Advancing Azure service quality with artificial intelligence: AIOps

We are going to share our vision on the importance of infusing AI into our cloud platform and DevOps process. Gartner referred to something similar as AIOps (pronounced “AI Ops”) and this has become the common term that we use internally, albeit with a larger scope. Today’s post is just the start, as we intend to provide regular updates to share our adoption stories of using AI technologies to support how we build and operate Azure at scale.

Why AIOps?

There are two unique characteristics of cloud services:

  • The ever-increasing scale and complexity of the cloud platform and systems
  • The ever-changing needs of customers, partners, and their workloads

To build and operate reliable cloud services during this constant state of flux, and to do so as efficiently and effectively as possible, our cloud engineers (including thousands of Azure developers, operations engineers, customer support engineers, and program managers) heavily rely on data to make decisions and take actions. Furthermore, many of these decisions and actions need to be executed automatically as an integral part of our cloud services or our DevOps processes. Streamlining the path from data to decisions to actions involves identifying patterns in the data, reasoning, and making predictions based on historical data, then recommending or even taking actions based on the insights derived from all that underlying data.

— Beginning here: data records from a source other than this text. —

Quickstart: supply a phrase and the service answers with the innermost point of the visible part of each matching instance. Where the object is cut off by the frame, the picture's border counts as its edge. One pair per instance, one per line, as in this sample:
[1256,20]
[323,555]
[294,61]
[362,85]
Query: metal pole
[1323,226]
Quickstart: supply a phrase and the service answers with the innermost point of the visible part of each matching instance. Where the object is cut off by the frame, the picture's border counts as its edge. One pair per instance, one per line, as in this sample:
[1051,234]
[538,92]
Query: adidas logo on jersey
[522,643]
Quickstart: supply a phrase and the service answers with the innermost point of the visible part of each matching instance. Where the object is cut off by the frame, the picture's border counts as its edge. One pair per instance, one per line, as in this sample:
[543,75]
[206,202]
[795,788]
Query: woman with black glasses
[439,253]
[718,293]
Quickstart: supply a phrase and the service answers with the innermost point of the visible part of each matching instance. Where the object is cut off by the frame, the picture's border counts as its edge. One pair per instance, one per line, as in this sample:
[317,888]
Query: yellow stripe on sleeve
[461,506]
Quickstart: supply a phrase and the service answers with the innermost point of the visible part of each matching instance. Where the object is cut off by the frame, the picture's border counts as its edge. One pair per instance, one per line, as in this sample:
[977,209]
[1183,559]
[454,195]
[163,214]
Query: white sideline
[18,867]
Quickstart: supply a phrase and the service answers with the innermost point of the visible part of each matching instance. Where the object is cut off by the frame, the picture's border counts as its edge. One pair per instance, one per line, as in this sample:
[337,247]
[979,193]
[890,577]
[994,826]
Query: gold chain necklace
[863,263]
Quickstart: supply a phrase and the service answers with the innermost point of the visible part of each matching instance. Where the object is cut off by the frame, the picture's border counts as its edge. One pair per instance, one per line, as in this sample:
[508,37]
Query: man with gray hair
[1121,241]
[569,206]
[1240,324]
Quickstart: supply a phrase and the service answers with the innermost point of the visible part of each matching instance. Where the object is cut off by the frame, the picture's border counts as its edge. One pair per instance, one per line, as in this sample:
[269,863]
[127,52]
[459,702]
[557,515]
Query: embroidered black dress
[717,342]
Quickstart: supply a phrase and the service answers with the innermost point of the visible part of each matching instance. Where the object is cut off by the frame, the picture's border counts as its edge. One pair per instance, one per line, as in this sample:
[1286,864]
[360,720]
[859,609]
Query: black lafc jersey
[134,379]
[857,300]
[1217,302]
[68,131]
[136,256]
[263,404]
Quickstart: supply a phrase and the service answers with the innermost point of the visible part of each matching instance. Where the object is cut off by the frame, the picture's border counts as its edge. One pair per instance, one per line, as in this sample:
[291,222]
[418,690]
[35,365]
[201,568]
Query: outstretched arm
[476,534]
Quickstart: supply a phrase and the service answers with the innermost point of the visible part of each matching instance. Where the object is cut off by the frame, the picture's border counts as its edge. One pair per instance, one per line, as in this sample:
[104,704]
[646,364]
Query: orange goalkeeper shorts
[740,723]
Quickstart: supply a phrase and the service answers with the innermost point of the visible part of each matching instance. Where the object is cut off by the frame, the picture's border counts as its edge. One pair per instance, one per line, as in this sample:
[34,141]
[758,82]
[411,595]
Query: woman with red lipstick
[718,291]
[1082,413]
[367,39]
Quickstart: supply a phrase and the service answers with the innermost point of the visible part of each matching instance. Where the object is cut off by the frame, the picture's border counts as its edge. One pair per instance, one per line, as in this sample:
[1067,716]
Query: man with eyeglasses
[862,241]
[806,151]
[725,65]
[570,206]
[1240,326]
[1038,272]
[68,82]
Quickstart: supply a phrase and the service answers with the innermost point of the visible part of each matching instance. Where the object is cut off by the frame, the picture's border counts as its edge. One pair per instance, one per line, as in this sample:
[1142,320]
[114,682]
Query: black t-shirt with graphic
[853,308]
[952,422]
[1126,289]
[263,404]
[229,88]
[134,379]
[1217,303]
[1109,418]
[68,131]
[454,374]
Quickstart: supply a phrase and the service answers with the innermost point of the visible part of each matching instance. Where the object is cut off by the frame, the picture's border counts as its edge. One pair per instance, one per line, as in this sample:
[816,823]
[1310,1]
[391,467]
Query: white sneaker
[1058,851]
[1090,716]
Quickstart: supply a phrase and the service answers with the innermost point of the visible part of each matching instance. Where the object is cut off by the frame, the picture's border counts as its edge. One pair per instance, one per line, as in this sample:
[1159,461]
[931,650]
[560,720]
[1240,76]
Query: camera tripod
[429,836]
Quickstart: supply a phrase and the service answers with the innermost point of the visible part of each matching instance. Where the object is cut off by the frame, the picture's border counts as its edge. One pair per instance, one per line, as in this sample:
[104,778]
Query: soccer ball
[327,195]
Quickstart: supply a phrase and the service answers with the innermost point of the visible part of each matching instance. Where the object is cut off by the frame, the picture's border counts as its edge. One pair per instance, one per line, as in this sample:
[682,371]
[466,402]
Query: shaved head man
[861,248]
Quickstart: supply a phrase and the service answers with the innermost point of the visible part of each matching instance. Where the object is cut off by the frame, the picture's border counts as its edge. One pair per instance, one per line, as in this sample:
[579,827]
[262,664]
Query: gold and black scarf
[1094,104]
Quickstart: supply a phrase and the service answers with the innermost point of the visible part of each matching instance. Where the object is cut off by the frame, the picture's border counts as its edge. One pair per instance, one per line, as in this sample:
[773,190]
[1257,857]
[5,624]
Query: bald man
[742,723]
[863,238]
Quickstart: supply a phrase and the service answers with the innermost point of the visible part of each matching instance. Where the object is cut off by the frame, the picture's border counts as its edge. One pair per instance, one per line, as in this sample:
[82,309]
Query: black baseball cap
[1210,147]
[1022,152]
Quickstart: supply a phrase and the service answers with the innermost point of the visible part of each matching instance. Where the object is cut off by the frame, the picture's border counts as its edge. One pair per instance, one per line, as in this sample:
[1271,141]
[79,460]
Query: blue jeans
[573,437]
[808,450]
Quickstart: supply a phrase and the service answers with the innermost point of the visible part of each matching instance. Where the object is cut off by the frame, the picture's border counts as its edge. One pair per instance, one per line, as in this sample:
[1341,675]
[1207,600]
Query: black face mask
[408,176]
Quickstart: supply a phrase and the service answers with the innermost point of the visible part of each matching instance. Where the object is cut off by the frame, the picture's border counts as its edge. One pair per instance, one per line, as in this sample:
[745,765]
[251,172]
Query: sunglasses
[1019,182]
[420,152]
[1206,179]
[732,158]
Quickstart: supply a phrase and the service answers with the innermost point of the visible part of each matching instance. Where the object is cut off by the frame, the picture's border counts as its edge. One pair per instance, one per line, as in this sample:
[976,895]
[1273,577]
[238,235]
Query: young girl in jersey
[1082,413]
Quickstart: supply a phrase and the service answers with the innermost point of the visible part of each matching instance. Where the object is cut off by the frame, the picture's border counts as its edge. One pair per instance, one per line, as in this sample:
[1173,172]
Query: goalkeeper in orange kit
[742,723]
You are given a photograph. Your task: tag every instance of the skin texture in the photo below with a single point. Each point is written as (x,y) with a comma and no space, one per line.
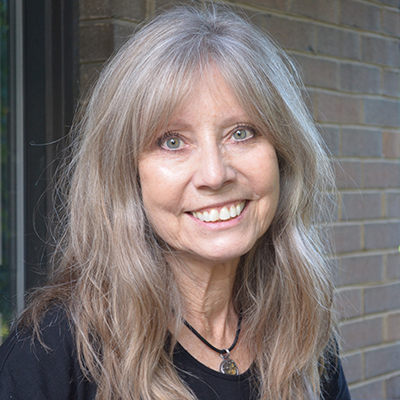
(209,156)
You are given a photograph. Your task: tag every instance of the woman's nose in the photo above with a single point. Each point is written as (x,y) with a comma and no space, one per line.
(213,169)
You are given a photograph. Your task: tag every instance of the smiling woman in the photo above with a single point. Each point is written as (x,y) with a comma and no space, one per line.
(217,162)
(190,262)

 Infusing AI into cloud platform and DevOps – with AI at the center of Customers, Engineering, and Services.
Figure 1. Infusing AI into cloud platform and DevOps.

The AIOps vision

AIOps has started to transform the cloud business by improving service quality and customer experience at scale while boosting engineers’ productivity with intelligent tools, driving continuous cost optimization, and ultimately improving the reliability, performance, and efficiency of the platform itself. When we invest in advancing AIOps and related technologies, we see this ultimately provides value in several ways:

  • Higher service quality and efficiency: Cloud services will have built-in capabilities of self-monitoring, self-adapting, and self-healing, all with minimal human intervention. Platform-level automation powered by such intelligence will improve service quality (including reliability, and availability, and performance), and service efficiency to deliver the best possible customer experience.
  • Higher DevOps productivity: With the automation power of AI and ML, engineers are released from the toil of investigating repeated issues, manually operating and supporting their services, and can instead focus on solving new problems, building new functionality, and work that more directly impacts the customer and partner experience. In practice, AIOps empowers developers and engineers with insights to avoid looking at raw data, thereby improving engineer productivity.
  • Higher customer satisfaction: AIOps solutions play a critical role in enabling customers to use, maintain, and troubleshoot their workloads on top of our cloud services as easily as possible. We endeavor to use AIOps to understand customer needs better, in some cases to identify potential pain points and proactively reach out as needed. Data-driven insights into customer workload behavior could flag when Microsoft or the customer needs to take action to prevent issues or apply workarounds. Ultimately, the goal is to improve satisfaction by quickly identifying, mitigating, and fixing issues.